ISSN 0439-755X
CN 11-1911/B

Acta Psychologica Sinica ›› 2026, Vol. 58 ›› Issue (3): 437-449.doi: 10.3724/SP.J.1041.2026.0437

• Reports of Empirical Studies • Previous Articles     Next Articles

Cognitive neural mechanisms of tonal patterns and semantic processing in poetry

ZHANG Jingjing1, SHI Ying1, DENG Shanwen1, LI Jiabin2, CHEN Qingrong1,3   

  1. 1School of Psychology, Nanjing Normal University, Nanjing 210097, China;
    2School of Chinese Language and Literature, Nanjing Normal University, Nanjing 210097, China;
    3Adolescent Education and Intelligence Support Lab of Nanjing Normal University, Laboratory of Philosophy and Social Sciences at Universities in Jiangsu Province, Nanjing 210097, China
  • Received:2025-01-25 Published:2026-03-25 Online:2025-12-26

Abstract: Music has long been considered the soul of poetry, a reflection of their shared origins across diverse cultural contexts. Historically, poetry and music were inseparable, with poems frequently performed through songs.

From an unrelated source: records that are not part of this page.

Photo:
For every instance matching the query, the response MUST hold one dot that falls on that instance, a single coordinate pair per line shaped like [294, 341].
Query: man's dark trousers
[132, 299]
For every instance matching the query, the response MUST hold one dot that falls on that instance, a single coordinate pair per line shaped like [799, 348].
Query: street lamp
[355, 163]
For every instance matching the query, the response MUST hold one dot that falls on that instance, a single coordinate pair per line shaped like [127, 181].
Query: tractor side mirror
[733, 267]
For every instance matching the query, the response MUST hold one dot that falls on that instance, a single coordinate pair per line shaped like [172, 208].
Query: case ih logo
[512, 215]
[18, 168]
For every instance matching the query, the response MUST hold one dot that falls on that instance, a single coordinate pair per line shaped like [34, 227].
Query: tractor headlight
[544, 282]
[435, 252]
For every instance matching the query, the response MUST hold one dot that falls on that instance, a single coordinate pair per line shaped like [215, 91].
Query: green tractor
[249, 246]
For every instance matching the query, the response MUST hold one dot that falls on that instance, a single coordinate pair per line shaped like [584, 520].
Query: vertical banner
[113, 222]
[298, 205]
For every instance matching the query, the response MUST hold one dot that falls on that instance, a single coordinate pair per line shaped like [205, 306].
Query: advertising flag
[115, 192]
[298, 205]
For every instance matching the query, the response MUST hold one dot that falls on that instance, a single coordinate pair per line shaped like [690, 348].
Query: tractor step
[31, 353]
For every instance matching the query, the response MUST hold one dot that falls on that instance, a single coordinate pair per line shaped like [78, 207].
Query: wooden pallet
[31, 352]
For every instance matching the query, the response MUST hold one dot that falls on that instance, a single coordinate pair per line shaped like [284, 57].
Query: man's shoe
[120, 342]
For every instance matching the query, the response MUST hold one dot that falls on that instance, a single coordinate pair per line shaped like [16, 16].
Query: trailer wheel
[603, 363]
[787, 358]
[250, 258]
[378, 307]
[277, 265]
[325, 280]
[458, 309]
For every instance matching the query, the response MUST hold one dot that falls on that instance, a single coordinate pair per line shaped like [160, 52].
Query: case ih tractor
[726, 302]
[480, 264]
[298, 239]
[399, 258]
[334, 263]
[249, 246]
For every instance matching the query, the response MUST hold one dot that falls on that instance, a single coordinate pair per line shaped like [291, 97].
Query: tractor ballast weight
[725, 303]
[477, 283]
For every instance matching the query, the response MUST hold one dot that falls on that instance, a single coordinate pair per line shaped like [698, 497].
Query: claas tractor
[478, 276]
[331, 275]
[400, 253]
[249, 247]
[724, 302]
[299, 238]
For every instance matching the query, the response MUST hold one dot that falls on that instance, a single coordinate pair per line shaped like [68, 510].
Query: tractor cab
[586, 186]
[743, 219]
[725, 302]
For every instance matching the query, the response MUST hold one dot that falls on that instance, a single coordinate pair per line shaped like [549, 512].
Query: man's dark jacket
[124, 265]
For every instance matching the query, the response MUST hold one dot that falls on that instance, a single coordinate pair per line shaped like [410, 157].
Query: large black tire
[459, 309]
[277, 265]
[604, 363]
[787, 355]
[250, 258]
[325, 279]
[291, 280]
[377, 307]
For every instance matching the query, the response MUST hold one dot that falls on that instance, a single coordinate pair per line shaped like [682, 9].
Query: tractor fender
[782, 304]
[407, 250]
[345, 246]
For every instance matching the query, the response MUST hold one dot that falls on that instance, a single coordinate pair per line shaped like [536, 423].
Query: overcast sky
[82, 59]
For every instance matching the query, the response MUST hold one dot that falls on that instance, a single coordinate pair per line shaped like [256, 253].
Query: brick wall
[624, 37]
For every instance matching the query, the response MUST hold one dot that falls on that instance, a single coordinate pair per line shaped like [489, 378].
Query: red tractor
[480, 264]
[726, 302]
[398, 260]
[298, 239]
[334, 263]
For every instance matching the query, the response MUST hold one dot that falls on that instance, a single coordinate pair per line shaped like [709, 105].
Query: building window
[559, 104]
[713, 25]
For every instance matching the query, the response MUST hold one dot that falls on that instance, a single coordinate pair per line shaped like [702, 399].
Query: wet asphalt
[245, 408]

As the arts evolved, however, poetry gradually shifted toward a focus on literal meaning, shedding its musical accompaniment and entering an era of “words without tunes.” Yet the musical essence of poetry endures, embedded in the rhythmic, tonal, and melodic qualities of language itself. In classic Chinese poetry, tonal patterns serve as a defining prosodic feature, shaping both the rhythmic flow and the musical character of a poem.
The present study investigated the neural mechanisms underlying tonal patterns in classic Chinese poetry and their interaction with semantic processing. Forty-eight participants with extensive experience reading classic Chinese poems took part in an electroencephalography (EEG) experiment. They were presented with four versions of classic Chinese poems in a pseudo-random order: (1) semantically congruous with regular tonal patterns (S+T+), (2) semantically congruous with irregular tonal patterns (S+T-), (3) semantically incongruous with regular tonal patterns (S-T+), and (4) semantically incongruous with irregular tonal patterns (S-T-). Each participant viewed 100 experimental stimuli and additional 40 filler stimuli. After reading each poem, participants rated the reasonableness of both its semantics and tonal patterns.
Throughout the experiment, both behavioral responses and EEG data were recorded. Accuracy rates and event-related potentials (ERP) were analyzed using linear mixed-effects models via the lmerTest and emmeans packages in the R, and EEG preprocessing was conducted using the MNE software package in Python. Accuracy results showed that participants performed best on the S+T+ condition, whereas congruous poems with irregular tonal patterns (S+T-) yielded the lowest accuracy.
ERP analyses revealed that tonal patterns exerted a continuous influence on both early and late stages of poetry reading. Specifically, in the P200 window, an interaction between tonal patterns and scalp region indicated that irregular tonal patterns elicited larger P200 amplitudes at anterior and central sites. In the N400 time window, a significant interaction between semantics and tonal patterns emerged: semantically incongruous lines produced a more pronounced negative component than congruous lines when tonal patterns were regular, whereas this semantic difference diminished under irregular patterns. Furthermore, in the LPC time window, irregular tonal patterns evoked larger positivities for semantically incongruous poems, while semantic congruity eliminated the tonal pattern effect altogether. Finally, deep learning models trained on the EEG data reliably distinguished among the four experimental conditions, indicating robust neural signatures associated with the combined tonal-semantic processing.
=In summary, the current findings underscore the significant impact of tonal patterns on the reading of classic Chinese poetry. Irregular patterns modulated phonological representation at early stages and constrained semantic comprehension at later stages. Supporting the neurocognitive poetics model (NCPM) of literary reading, these results shed light on how prosodic elements and semantic meaning dynamically interact over time during poetic processing.